The National Association of Microfinance Banks (NAMB) has advocated the need for the monetary authorities to broaden the scope of its policy steps towards improved funding of the nation’s Micro, Small and Medium Enterprises (MSMEs).
The President of the association, Mallam Yusuf Ahmed Gyallesu, who commended the Central Bank of Nigeria (CBN) for its sundry intervention initiatives to support the MSMEs over the years, said that new funds for the subsector could come in the form of interventions specifically designed and targeted at the MSMEs to be routed through MFBs.
Gyallesu, while speaking with journalists on how best the MFBs could be better funded to improve their contributions to the nation’s Gross Domestic Product (GDP) after close to two years of COVID-19 pandemic-triggered slowdown at the end of the NAMB’s 11th Annual General Meeting (AGM) in Abuja, said the apex bank could also foster linkages between the Deposit Money banks, Development banks and other Specialized Financial Institutions such that MFBs to boost MSMEs’ productivity.

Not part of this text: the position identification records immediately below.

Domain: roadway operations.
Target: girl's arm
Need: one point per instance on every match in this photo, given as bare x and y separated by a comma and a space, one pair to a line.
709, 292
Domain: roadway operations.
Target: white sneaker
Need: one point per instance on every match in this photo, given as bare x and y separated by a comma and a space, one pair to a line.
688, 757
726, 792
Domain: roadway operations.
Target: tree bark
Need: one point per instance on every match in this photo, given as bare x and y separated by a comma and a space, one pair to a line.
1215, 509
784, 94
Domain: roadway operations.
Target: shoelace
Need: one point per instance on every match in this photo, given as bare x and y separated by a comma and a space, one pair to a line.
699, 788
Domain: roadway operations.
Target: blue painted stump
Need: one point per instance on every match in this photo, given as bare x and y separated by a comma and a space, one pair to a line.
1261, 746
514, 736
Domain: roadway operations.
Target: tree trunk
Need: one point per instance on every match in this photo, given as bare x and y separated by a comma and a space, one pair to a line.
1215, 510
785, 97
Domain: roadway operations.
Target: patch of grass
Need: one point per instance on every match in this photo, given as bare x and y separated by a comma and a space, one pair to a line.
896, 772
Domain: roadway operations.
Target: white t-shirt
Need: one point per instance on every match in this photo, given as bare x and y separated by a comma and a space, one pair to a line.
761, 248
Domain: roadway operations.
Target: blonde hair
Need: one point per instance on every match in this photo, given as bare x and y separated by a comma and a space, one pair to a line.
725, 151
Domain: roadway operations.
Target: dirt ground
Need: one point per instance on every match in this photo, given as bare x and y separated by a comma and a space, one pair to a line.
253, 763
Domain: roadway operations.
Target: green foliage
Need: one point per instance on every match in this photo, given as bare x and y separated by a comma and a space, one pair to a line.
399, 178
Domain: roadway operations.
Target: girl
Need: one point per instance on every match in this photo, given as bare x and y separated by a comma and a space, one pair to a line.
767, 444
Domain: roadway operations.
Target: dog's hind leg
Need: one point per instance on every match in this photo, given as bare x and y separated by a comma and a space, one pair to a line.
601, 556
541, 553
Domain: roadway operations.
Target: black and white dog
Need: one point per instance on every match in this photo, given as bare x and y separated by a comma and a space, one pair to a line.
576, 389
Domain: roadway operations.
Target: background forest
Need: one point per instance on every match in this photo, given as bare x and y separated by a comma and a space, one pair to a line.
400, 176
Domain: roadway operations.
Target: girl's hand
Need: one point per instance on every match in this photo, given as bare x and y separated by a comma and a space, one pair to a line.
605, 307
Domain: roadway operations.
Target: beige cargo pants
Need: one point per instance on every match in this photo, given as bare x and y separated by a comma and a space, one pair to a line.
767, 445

He explained: “What the microfinance subsector needs now is funding to be able to support MSMEs. This funding can come in the form of interventions specifically designed and targeted at the MSMEs to be routed through MFBs.
“Another avenue is for CBN to foster linkages between the Deposit Money banks, Development banks and other Specialized Financial Institutions such that MFBs can source wholesale funds and refinancing facilities from them in order to widen their outreach and for on-lending to the MSMEs at relatively cheaper costs.
“In addition, the CBN could establish a Microfinance Sector Development Fund to provide necessary support for the development of the sub-sector in terms of refinancing facility, capacity building, and other promotional activities”, the NAMB President added.
Commenting on the recent intervention by the National Assembly which resulted in the shifting of the recapitalization deadline for the MFBs, the seasoned banker noted that “the intervention of National Assembly was timely and a welcomed move. Though it was persuasive to CBN, it came as a reprieve to our members who are now doubling their efforts to mobilize for additional capital.”
Gyallesu also described the increasing penetration of the rural areas by mobile banking operators and agents as a welcomed development, adding that the NAMB leadership and members see the development as creating opportunities for collaborations and partnerships with the mobile money companies.
According to him, these companies have their infrastructure and need platforms with existing customer base to deploy their services, and this is where the MFBs come in.
Speaking on the NAMB’s membership verification exercise of licensed MFBs, Gyallesu, a former Managing Director of Ecobank Nigeria, disclosed that the exercise had been conducted and that the findings partly informed the NAMB decision to appeal to CBN to review the minimum recapitalisation amounts downward and extend the dateline to 2025 to enable most of the weak MFBs comply accordingly.